Public Transportation
Improving public transportation was the top local priority that came out of Fuller Democracy 2016, with 90% of participants rating it as the most important objective for Fingal. Indeed, a good, affordable public transportation system is both an important environmental and economic objective. The key issues in Fingal are: infrequent services and the practical inability to connect to other parts of Fingal without passing through Dublin. Even in the centre of Dublin, the transportation system is not joined up (for example, you have to walk at least 15 minutes to connect from the DART at Pearse Station to the LUAS Green line at St. Stephen’s Green).
The best way to resolve this is to build a wheel and spokes transportation system that covers the Greater Dublin Area, including Fingal.

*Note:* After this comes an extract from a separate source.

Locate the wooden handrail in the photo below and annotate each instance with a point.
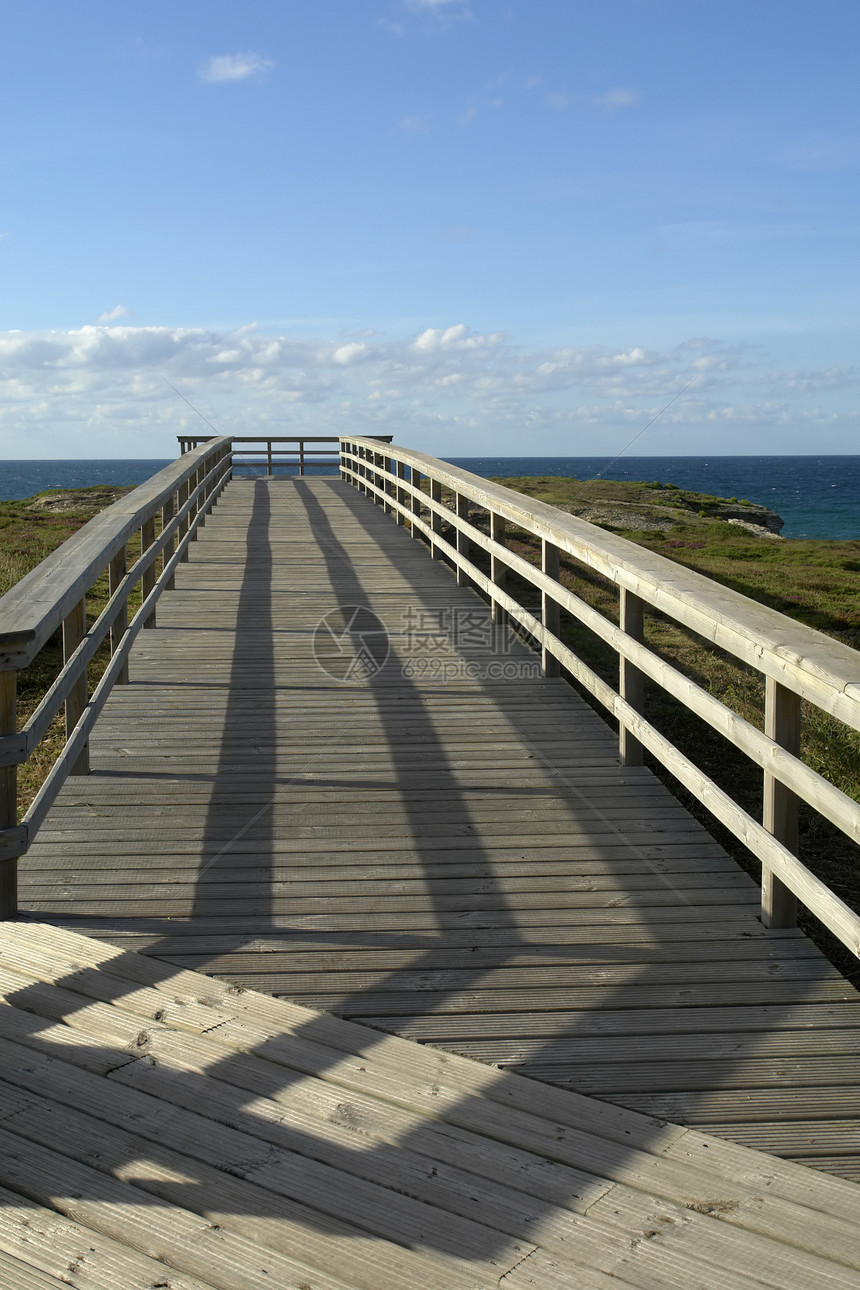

The wheel-and-spokes model is a standard of public transportation systems in major cities. Under this system one would have a ring line running at approximately the level of the outer fringes of Clontarf/Drumcondra/Cabra, with other lines passing though that ring as spokes, e.g. the existing train lines coming from Balbriggan and Maynooth respectively, a new line connecting Swords and Dublin Airport to the city centre, etc. Wherever two lines cross, there would be a hub where one can transfer lines. The spoke lines sometimes join up again, at points far outside of the city, creating additional loops that make transferring from one outer region to another even easier. This means smaller trains running more frequently, less congestion in the city centre, and shorter commute times, as people do not need to pass through the city centre bottleneck to get to their destination. We would basically be doing for public transportation what we have done for single vehicle transport with the M50. Indeed, the main wheel line could potentially be built somewhat further out of the city depending on costs and feasability.